O novo estudo usou imagens do JWST de 217 LRDs para procurar essa emissão mais fraca ao redor. Os pesquisadores interpretam a luz tênue como luz estelar das galáxias que hospedam os objetos compactos. Estudar essas galáxias hospedeiras oferece uma maneira de perguntar se os LRDs estão associados a condições ou ambientes galácticos específicos, em vez de ocorrerem independentemente de seus arredores.
Galáxias compactas com formação estelar ativa
A partir da luz das galáxias hospedeiras, a equipe estimou as dimensões típicas e as massas estelares dos sistemas. As galáxias parecem ter cerca de 1.400 anos-luz de extensão. Em comparação com outras galáxias formadoras de estrelas observadas a uma distância semelhante e na mesma era primordial, elas são cerca de 2,5 vezes mais compactas.
As hospedeiras também parecem conter relativamente poucos elementos mais pesados que o hidrogênio e o hélio. Os astrônomos se referem coletivamente a esses elementos mais pesados como metais, independentemente de serem metálicos no sentido cotidiano. Uma metalicidade menor é esperada em sistemas cósmicos mais jovens, antes que sucessivas gerações de estrelas tenham enriquecido seus arredores.
Considerados em conjunto, os tamanhos compactos, a formação estelar ativa e a baixa metalicidade apontam para galáxias com densidades especialmente altas. Essas condições poderiam favorecer explosões poderosas de nascimento estelar. Zavala disse ao Space.com que isso levanta a possibilidade de que o fenômeno dos LRDs esteja ligado à intensa atividade de formação estelar, ou seja, até mesmo gerado por ela.
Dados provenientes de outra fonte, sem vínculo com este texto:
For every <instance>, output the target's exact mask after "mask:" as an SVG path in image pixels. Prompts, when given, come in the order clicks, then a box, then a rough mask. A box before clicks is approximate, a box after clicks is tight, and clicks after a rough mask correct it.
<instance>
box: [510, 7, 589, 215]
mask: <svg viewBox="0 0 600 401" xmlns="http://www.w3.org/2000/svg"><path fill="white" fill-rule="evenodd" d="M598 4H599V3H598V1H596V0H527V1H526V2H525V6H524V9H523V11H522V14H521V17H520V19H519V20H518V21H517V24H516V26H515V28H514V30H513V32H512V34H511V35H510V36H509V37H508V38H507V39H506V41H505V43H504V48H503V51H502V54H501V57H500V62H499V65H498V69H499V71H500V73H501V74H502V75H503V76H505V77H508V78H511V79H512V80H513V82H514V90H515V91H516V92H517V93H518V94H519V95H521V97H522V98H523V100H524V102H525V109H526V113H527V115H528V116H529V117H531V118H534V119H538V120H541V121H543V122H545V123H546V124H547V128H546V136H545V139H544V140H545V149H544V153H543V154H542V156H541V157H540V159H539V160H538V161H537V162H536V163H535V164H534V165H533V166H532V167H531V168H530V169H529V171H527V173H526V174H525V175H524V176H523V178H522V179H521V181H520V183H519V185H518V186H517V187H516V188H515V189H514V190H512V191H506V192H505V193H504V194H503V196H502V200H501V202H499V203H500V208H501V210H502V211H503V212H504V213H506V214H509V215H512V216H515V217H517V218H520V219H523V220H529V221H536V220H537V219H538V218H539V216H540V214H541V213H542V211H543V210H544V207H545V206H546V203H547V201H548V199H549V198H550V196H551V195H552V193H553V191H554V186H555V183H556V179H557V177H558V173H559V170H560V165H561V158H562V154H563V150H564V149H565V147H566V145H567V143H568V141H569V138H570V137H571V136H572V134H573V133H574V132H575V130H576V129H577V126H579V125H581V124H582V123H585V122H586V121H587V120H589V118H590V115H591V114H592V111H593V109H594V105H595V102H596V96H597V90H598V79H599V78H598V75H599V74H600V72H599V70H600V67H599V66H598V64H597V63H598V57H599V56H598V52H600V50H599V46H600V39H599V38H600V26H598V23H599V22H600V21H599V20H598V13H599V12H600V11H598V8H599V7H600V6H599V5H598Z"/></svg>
O resultado não determina se um buraco negro ou as estrelas fornecem a principal fonte de energia de um LRD. Ele, porém, oferece aos pesquisadores uma possível ligação entre os objetos e o estado físico de suas galáxias hospedeiras. Os ambientes densos também poderiam ajudar a explicar ideias que envolvem estrelas extremamente massivas, seja como contribuintes para a emissão central observada, seja como possíveis precursoras de buracos negros.
O que as próximas observações podem revelar
Os pesquisadores afirmam que o trabalho atual é uma pista importante, mas não uma explicação completa. Permanecem dúvidas sobre se toda galáxia ou todo buraco negro passa por uma etapa semelhante à dos LRDs, no que esses objetos acabam se transformando e se eles preferem regiões particularmente densas do universo. Também não está claro se condições incomuns de matéria escura desempenham algum papel.
Um desafio é separar a luz da galáxia hospedeira da luz do motor central. O estudo baseou-se em fotometria, que mede a quantidade de luz observada. Trabalhos futuros poderiam usar espectroscopia, que distribui essa luz por seus comprimentos de onda componentes. Como diferentes moléculas absorvem e emitem em comprimentos de onda distintos, a espectroscopia poderia revelar a temperatura, a composição e outras propriedades físicas do gás nas galáxias hospedeiras.
O aparente desaparecimento dos LRDs no universo posterior também pode ter uma explicação química. Em geral, as galáxias próximas passaram por bilhões de anos de evolução, deixando seu gás mais enriquecido com elementos pesados. Essas condições alteradas poderiam tornar menos prováveis ou mais difíceis de identificar os processos associados aos LRDs.
Outra possibilidade seria procurar galáxias próximas que se assemelhem às hospedeiras primordiais. Sua relativa proximidade permitiria aos pesquisadores examinar sua estrutura e química com mais detalhes. Esse esforço exigiria observações em vários comprimentos de onda e dados de diferentes telescópios.
Por enquanto, o JWST forneceu evidências de que as galáxias ao redor dos Pequenos Pontos Vermelhos podem ser centrais para o mistério. Compreender essas hospedeiras tênues poderia mostrar se os LRDs são principalmente uma assinatura do crescimento de buracos negros, uma consequência de curta duração de surtos de formação estelar ou uma etapa moldada pelos dois processos.